En dixième lieu, parce qu’on est dans un temps auquel la science des opinions anciennes est encore en vogue, et qu’il n’y a que ceux qui font usage de leur esprit qui puissent, par la force de leur raison, se mettre au-dessus des méchantes coutumes. Quand on est dans la presse et dans la foule, il est difficile de ne pas céder au torrent qui nous emporte.
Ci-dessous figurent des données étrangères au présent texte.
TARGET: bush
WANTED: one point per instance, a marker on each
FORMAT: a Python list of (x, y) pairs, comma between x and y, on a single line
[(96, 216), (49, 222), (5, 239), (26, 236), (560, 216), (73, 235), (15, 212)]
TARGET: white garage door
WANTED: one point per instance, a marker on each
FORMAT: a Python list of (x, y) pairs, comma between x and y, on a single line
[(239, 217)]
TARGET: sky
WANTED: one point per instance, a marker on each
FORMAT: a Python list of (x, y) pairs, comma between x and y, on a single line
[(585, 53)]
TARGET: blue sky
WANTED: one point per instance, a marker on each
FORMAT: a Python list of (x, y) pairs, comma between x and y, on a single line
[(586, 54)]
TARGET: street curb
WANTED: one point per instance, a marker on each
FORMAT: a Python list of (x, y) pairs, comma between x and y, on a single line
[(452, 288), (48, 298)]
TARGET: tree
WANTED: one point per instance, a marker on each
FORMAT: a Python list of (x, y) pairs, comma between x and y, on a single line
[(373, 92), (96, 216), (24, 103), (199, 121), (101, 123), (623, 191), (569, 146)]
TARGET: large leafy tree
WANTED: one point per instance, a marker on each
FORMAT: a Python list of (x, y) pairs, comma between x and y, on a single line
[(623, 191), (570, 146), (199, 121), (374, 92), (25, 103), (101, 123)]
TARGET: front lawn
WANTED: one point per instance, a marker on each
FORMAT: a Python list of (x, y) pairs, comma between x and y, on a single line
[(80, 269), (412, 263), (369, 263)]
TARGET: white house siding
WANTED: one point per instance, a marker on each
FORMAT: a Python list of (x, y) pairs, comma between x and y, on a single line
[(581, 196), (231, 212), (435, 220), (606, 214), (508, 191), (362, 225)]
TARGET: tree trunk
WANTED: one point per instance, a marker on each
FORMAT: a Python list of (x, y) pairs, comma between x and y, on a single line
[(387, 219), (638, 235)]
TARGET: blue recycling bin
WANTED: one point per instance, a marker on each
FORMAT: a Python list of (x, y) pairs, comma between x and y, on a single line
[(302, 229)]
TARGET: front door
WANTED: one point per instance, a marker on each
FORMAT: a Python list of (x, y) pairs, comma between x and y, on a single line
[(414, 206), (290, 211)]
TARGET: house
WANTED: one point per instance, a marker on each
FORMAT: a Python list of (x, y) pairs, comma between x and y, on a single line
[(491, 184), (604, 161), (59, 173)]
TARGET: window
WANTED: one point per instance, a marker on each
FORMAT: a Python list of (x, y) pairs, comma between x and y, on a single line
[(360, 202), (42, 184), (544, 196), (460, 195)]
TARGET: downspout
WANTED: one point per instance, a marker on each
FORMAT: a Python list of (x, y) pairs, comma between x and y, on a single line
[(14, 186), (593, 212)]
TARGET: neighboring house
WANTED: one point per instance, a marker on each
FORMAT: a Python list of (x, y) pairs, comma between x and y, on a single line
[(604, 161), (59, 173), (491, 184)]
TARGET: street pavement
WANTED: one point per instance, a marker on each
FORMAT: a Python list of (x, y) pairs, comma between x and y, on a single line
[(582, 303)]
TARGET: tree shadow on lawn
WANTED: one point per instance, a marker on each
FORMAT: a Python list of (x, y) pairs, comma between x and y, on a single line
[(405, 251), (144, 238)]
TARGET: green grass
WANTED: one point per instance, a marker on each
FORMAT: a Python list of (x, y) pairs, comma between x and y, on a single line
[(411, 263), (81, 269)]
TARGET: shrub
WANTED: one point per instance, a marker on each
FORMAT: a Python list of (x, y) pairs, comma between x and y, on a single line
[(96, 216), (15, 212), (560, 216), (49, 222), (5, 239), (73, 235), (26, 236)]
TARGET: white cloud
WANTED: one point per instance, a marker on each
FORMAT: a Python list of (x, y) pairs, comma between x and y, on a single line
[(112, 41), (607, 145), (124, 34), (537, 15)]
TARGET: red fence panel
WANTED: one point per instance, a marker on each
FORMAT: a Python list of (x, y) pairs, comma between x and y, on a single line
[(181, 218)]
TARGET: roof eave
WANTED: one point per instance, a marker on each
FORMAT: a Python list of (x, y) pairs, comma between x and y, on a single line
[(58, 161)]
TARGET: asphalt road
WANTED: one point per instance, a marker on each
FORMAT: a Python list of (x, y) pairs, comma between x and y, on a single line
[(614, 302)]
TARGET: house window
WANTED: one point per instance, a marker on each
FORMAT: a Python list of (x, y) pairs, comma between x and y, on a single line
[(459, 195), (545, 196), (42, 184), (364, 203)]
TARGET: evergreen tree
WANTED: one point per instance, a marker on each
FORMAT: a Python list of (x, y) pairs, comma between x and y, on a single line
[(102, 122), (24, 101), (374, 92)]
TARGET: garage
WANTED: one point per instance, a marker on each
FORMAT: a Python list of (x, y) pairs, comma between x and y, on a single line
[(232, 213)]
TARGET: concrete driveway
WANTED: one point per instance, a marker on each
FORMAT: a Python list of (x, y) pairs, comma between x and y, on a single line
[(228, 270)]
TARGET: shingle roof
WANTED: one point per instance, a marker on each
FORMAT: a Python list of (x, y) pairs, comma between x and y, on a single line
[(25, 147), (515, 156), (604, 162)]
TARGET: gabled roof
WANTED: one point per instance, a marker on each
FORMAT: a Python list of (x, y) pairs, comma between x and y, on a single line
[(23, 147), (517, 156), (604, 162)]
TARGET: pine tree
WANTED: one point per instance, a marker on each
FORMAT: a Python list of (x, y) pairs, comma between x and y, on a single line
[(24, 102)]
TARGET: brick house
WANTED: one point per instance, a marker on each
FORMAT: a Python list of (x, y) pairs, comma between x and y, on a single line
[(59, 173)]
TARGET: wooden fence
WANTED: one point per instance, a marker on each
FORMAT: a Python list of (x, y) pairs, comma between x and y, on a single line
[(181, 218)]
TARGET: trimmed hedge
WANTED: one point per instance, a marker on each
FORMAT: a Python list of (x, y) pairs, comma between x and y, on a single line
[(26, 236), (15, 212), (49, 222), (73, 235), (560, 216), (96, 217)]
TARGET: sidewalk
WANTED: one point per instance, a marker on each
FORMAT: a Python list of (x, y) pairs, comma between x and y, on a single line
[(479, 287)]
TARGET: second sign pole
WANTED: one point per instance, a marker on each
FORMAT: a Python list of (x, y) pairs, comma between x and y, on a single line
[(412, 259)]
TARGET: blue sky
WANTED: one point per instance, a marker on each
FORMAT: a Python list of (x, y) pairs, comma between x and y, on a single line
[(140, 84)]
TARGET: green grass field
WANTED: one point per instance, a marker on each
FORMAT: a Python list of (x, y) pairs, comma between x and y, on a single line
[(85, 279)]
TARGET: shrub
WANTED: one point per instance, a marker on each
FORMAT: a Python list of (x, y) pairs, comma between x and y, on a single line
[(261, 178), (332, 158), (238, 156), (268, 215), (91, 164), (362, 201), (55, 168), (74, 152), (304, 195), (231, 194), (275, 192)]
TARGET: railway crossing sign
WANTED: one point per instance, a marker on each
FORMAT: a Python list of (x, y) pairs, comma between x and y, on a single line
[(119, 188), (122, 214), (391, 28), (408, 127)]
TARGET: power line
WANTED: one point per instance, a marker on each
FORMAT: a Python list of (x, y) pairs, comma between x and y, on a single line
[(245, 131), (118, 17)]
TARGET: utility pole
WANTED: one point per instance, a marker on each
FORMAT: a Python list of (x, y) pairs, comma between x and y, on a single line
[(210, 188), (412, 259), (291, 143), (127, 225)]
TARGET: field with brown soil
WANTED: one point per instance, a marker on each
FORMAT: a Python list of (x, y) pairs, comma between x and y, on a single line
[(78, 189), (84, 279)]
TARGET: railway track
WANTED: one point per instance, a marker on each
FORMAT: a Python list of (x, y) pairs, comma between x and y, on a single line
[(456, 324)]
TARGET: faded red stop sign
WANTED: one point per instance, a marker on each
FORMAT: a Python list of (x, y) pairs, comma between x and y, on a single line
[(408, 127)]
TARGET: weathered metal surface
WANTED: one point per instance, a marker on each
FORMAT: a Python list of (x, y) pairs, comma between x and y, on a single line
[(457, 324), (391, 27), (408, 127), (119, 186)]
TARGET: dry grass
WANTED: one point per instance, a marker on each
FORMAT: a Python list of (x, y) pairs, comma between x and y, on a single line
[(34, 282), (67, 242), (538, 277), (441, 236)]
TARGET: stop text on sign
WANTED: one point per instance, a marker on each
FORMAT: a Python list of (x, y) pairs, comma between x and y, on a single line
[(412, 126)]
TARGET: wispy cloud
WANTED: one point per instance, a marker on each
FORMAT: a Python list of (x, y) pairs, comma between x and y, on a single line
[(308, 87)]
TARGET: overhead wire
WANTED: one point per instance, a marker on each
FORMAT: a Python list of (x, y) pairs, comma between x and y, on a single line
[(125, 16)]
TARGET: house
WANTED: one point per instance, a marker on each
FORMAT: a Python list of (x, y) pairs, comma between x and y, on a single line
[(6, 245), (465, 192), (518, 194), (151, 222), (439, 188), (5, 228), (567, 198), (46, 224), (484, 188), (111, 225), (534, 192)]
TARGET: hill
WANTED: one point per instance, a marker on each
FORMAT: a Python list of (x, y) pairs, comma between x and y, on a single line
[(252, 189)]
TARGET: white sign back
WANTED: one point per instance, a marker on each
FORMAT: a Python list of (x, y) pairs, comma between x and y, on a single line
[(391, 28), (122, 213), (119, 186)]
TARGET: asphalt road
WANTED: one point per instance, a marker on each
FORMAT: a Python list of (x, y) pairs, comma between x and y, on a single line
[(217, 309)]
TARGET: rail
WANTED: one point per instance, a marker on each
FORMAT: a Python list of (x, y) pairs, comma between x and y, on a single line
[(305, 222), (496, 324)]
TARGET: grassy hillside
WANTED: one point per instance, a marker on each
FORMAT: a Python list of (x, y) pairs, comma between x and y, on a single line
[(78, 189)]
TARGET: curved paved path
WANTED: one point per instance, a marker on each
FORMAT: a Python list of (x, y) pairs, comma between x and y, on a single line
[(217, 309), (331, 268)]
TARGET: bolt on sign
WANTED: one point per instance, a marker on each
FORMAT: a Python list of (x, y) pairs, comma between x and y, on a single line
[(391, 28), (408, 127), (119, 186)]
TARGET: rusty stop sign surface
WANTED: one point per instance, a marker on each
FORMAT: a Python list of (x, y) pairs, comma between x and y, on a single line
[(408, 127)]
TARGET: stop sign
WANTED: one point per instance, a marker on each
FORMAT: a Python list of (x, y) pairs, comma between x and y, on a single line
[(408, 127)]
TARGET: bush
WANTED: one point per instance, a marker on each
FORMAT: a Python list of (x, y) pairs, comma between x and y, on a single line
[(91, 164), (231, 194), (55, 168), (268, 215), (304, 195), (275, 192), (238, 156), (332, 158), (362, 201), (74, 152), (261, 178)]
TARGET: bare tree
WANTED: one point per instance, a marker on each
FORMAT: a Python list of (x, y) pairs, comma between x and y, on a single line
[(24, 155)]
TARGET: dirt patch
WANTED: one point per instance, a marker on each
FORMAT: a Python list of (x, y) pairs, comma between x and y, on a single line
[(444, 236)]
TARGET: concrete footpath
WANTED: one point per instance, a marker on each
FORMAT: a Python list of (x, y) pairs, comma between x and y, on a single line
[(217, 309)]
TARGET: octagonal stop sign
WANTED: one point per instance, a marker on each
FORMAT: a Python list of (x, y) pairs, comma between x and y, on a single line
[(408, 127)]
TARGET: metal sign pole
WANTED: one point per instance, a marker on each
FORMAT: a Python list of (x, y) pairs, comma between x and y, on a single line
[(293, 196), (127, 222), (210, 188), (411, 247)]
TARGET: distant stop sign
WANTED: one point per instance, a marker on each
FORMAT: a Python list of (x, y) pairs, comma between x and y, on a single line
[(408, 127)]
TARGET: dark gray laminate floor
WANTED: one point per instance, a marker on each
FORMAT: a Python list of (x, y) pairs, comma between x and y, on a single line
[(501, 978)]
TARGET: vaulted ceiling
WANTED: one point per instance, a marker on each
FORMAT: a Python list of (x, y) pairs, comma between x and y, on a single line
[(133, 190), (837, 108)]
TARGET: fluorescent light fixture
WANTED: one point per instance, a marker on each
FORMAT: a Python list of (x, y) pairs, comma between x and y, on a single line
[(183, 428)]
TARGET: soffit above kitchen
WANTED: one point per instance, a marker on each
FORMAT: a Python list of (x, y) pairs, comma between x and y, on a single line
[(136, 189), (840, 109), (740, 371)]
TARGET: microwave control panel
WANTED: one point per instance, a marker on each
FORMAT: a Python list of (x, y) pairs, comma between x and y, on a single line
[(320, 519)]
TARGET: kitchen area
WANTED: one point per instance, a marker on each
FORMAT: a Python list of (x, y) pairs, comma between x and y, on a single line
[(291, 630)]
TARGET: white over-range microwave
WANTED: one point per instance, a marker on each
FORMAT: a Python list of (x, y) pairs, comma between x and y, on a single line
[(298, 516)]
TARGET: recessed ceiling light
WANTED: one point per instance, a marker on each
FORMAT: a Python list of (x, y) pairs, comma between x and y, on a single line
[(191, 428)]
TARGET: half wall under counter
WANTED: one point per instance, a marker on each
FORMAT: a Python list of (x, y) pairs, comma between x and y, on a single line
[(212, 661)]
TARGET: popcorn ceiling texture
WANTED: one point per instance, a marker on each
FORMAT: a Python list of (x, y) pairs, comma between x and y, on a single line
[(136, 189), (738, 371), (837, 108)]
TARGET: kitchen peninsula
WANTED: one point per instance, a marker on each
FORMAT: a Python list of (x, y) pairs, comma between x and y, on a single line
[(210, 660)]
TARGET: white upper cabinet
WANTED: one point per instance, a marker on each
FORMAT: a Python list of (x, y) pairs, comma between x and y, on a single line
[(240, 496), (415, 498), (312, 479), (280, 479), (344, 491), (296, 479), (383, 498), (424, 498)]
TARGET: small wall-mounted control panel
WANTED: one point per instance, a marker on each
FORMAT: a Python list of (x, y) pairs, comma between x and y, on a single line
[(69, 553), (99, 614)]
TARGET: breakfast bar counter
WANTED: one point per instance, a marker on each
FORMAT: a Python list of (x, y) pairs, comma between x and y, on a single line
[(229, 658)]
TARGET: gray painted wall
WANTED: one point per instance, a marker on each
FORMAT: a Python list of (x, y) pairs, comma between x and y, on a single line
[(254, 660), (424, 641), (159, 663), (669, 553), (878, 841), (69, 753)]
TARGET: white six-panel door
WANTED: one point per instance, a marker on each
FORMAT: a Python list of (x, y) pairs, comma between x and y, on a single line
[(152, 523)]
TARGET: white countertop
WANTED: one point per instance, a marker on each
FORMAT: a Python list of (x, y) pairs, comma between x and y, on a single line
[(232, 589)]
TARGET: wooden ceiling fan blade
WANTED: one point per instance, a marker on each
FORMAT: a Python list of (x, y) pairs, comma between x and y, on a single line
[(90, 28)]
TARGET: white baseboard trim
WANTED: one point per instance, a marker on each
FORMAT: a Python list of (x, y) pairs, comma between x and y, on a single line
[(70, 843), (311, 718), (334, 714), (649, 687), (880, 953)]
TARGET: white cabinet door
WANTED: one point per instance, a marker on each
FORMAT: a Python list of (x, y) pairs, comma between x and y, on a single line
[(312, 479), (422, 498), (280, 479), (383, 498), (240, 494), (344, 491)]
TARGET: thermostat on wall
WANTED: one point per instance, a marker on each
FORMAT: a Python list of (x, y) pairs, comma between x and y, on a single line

En dernier lieu, parce que les hommes n’agissent que par intérêt ; et c’est ce qui fait que ceux mêmes qui se détrompent et qui reconnaissent la vanité de ces sortes d’études ne laissent pas de s’y appliquer, parce que les honneurs, les dignités et même les bénéfices y sont attachés, et que ceux qui y excellent les ont toujours plutót que ceux qui les ignorent. Toutes ces raisons font, ce me semble, assez comprendre pourquoi les hommes suivent aveuglément les opinions anciennes comme vraies, et pourquoi ils rejettent sans discernement toutes les nouvelles comme fausses ; enfin pourquoi ils ne font point, ou presque point d’usage de leur esprit. Il y a sans doute encore un fort grand nombre d’autres raisons plus particulières qui contribuent à cela ; mais si l’on considère avec attention celles que nous avons rapportées, on n’aura pas sujet d’être surpris de voir l’entêtement de certaines gens pour l’autorité des anciens.